SLURM Parameter and Settings

SLURM supports a multitude of different parameters. This enables you to effectively tailor your script to your need but also means that is easy to get lost and waste your time and quota.

The following parameters can be used as command line parameters with sbatch and srun or in jobscripts. To use it in a jobscript, start a newline with #SBATCH followed by the parameter.

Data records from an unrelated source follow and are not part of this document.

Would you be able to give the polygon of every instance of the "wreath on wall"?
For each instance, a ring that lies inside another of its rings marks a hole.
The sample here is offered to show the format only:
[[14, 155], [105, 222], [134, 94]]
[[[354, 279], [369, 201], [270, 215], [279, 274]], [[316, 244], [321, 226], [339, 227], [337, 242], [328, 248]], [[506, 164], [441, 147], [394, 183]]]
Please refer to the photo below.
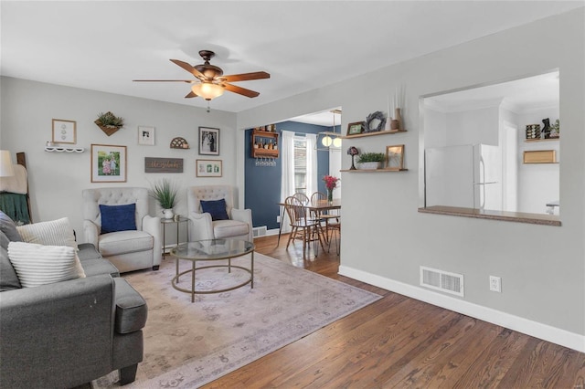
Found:
[[[378, 125], [377, 125], [378, 124]], [[379, 132], [386, 126], [386, 117], [380, 110], [367, 115], [366, 119], [366, 132]]]

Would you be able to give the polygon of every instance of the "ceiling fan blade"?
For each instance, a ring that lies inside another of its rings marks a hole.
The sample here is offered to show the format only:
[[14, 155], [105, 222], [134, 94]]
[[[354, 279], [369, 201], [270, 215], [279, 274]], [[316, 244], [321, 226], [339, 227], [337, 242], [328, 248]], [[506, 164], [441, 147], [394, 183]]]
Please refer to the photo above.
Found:
[[187, 64], [186, 62], [183, 62], [178, 59], [169, 59], [169, 60], [173, 62], [175, 65], [180, 66], [181, 68], [183, 68], [184, 69], [186, 69], [186, 71], [188, 71], [189, 73], [197, 77], [197, 79], [206, 79], [206, 77], [199, 70], [193, 68], [191, 65]]
[[271, 75], [265, 71], [255, 71], [253, 73], [232, 74], [229, 76], [222, 76], [221, 79], [228, 82], [234, 81], [249, 81], [250, 79], [270, 79]]
[[133, 82], [193, 82], [192, 79], [133, 79]]
[[254, 97], [260, 95], [259, 92], [255, 92], [253, 90], [250, 90], [250, 89], [247, 89], [245, 88], [237, 87], [235, 85], [231, 85], [231, 84], [229, 84], [227, 82], [222, 83], [222, 85], [224, 86], [224, 88], [226, 89], [229, 90], [230, 92], [238, 93], [238, 94], [240, 94], [240, 95], [243, 95], [243, 96], [246, 96], [246, 97], [249, 97], [249, 98], [254, 98]]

Replace <....> with the value you want, e.g. --job-name=test-job.

SLURM Parameter

Basic settings:

Parameter Function
--job-name=<name> Job name to be displayed by for example squeue
--output=<path> Path to the file where the job (error) output is written to
--mail-type=<type> Turn on mail notification; type can be one of BEGIN, END, FAIL, REQUEUE or ALL
--mail-user=<email_address> Email address to send notifications to

Requesting Resources

Parameter Function
--time=<d-hh:mm:ss> Time limit for job. Job will be killed by SLURM after time has run out. Format days-hours:minutes:seconds
--nodes=<num_nodes> Number of nodes. Multiple nodes are only useful for jobs with distributed-memory (e.g. MPI).
--mem=<MB> Memory (RAM) per node. Number followed by unit prefix, e.g. 16G
--mem-per-cpu=<MB> Memory (RAM) per requested CPU core
--ntasks-per-node=<num_procs> Number of (MPI) processes per node. More than one useful only for MPI jobs. Maximum number depends nodes (number of cores)
--cpus-per-task=<num_threads> CPU cores per task. For MPI use one. For parallelized applications benchmark this is the number of threads.
--exclusive Job will not share nodes with other running jobs. You will be charged for the complete nodes even if you asked for less.

Accounting

Parameter Function
--account=<name> Project (not user) account the job should be charged to.
--partition=<name> Partition/queue in which to run the job.
--qos=<devel/short> The devel or short QOS (quality of servive) can be used to submit short jobs for testing and debugging.

See also projects and accounting for more information.

SLURM differs slightly from the previous Torque system with respect to definitions of various parameters, and what was known as queues in Torque may be covered by either --partition=... or --qos=....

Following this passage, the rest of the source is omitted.